El ghetto era parte de la cadena de terror y destrucción de la política nazi. Dentro de los muros del ghetto, de acuerdo a la documentación recuperada, a los testimonios de los sobrevivientes, y la difusión que se expandía fuera del mismo, desde los primeros pasos del aislamiento, se iniciaron también caminos de resistencia.

Bajo el lema vivir con dignidad y morir con dignidad, y con una ajustada organización social, se trató de dar cabida a las múltiples necesidades de sus habitantes. Así funcionaba una biblioteca central, consultorios médicos, un instituto clandestino, un círculo dramático, se organizaban recitales poéticos, conciertos; obras de teatro y exposiciones de arte.

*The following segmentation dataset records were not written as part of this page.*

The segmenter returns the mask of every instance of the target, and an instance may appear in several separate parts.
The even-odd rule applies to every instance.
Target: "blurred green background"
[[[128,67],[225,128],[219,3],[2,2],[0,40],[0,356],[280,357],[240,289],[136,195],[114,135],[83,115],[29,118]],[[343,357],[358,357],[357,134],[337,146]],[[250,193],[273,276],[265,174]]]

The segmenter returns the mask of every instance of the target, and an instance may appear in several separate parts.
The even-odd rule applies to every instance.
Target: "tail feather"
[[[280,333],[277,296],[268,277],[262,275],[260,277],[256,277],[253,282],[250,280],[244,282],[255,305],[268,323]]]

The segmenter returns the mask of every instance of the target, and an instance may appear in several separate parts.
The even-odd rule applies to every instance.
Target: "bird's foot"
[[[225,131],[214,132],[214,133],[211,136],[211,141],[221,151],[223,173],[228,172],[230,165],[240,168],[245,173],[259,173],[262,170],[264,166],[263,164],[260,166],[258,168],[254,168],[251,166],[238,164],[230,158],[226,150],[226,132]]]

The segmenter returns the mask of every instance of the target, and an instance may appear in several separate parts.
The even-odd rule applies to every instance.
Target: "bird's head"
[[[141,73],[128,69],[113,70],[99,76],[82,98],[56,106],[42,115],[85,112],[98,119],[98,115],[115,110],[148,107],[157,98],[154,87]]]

La vida cultural incluía periódicos clandestinos, que eran editados en polaco, en hebreo y en yidish. Se realizaban asimismo, ceremonias religiosas, tanto en lugares abiertos como en las casas de los rabinos; llamativamente había una iglesia construida para los judíos convertidos al catolicismo; se distribuían noticias del frente, había un receptor de radio; a pesar de todos los obstáculos se celebraban fiestas obreras, los comités de inmuebles ubicaban a los que llegaban según las urgencias, pero también construían refugios y planificaban la compra de armas. Se construían pasadizos y subterráneos secretos, se colocaban minas, etc. Es de destacar la labor de archivo de la documentación de los que vivieron en el ghetto, encontrándose numerosos ensayos, trabajos escolares, colecciones de arte, recetas, entradas de teatro, periódicos clandestinos, cartas, diarios personales, etc. Esta documentación fue escondida en tres partes distintas de las que se recuperaron dos.

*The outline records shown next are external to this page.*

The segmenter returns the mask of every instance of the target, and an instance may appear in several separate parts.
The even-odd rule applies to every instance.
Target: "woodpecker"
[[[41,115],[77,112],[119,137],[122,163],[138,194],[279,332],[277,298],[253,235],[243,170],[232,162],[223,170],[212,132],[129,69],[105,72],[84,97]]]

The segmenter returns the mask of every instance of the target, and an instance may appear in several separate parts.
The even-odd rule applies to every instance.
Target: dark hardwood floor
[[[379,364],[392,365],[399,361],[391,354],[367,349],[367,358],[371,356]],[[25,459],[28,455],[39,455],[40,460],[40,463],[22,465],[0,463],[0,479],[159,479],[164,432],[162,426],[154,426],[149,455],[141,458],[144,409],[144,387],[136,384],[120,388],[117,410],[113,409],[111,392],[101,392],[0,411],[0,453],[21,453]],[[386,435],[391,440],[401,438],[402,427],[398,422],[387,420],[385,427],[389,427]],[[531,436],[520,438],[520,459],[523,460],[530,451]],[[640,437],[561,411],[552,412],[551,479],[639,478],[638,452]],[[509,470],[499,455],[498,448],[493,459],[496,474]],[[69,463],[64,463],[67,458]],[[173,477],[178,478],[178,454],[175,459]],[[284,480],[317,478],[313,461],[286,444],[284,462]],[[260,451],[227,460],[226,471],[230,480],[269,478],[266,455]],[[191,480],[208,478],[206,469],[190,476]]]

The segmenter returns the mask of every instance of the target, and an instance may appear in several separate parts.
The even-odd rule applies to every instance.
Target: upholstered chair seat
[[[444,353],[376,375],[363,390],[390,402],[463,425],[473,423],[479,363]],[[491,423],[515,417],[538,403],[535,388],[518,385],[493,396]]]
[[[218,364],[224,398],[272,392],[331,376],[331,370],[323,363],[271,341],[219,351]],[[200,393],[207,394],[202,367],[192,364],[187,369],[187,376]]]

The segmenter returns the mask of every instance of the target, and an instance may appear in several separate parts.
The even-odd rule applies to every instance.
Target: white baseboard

En todas y cada una de las actividades trataba de rescatarse la vida frente al hambre, a las enfermedades, a los ataques nazis…

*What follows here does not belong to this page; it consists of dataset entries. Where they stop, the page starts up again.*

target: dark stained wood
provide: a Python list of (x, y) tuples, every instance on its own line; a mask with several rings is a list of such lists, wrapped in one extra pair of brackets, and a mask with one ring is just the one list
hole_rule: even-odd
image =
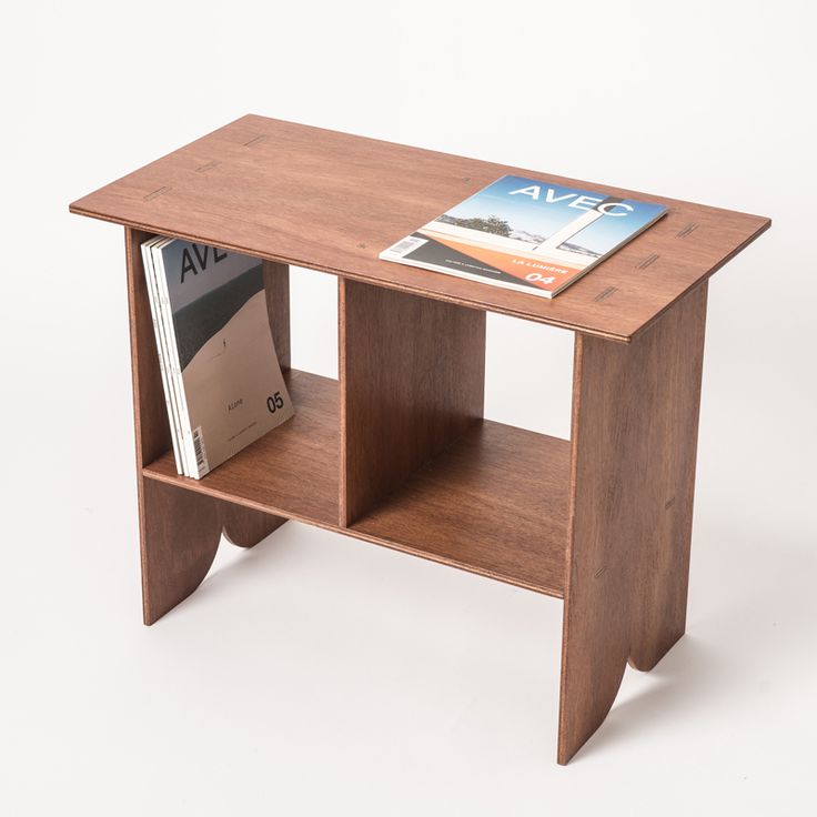
[(561, 764), (684, 633), (705, 321), (702, 284), (628, 346), (577, 337)]
[(272, 340), (281, 370), (290, 367), (290, 268), (264, 261), (264, 290)]
[(144, 475), (264, 513), (336, 527), (339, 517), (337, 381), (290, 370), (295, 416), (201, 480), (179, 476), (173, 452)]
[(483, 421), (349, 531), (562, 597), (571, 444)]
[(282, 516), (262, 513), (234, 502), (213, 500), (224, 536), (239, 547), (253, 547), (286, 522)]
[(341, 525), (482, 417), (485, 313), (341, 281)]
[[(659, 202), (670, 212), (553, 301), (377, 259), (505, 173)], [(619, 341), (631, 340), (770, 223), (255, 115), (80, 199), (71, 210)]]
[(153, 624), (204, 581), (221, 525), (213, 500), (174, 485), (143, 480), (141, 500), (142, 608)]
[[(670, 212), (554, 301), (376, 259), (508, 172)], [(649, 669), (684, 633), (706, 279), (768, 219), (260, 117), (71, 209), (125, 224), (145, 623), (195, 589), (222, 531), (252, 546), (288, 518), (563, 596), (562, 764), (626, 662)], [(173, 462), (153, 233), (264, 260), (286, 370), (286, 264), (340, 276), (340, 383), (289, 370), (295, 417), (201, 481)], [(571, 443), (481, 420), (474, 306), (577, 330)]]
[[(128, 305), (131, 329), (131, 371), (137, 441), (139, 532), (142, 554), (142, 608), (153, 624), (186, 598), (204, 579), (219, 548), (222, 529), (238, 545), (251, 547), (286, 520), (239, 507), (226, 501), (191, 494), (180, 487), (145, 480), (143, 467), (169, 458), (175, 474), (170, 423), (140, 245), (150, 233), (125, 228)], [(280, 294), (280, 271), (275, 291)], [(289, 288), (288, 288), (289, 291)], [(289, 301), (284, 304), (289, 310)], [(276, 306), (275, 315), (282, 306)], [(279, 325), (286, 327), (289, 313)]]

En diciembre de 1942 se llegó a un acuerdo entre las diversas asociaciones. Así la resistencia judía clandestina se agrupó en dos organizaciones, por un lado, la Organización Judía de Combate, y por otro, el Comité Judío de lucha, un bloque antifascista, para preparar la respuesta por la vía armada.

La dificultad de conseguir armas generaba actos de heroísmo indescriptibles. Las batallas desproporcionadas cuerpo a cuerpo, con bombas de fabricación casera, la lucha de guerrilla, la resistencia en las cloacas…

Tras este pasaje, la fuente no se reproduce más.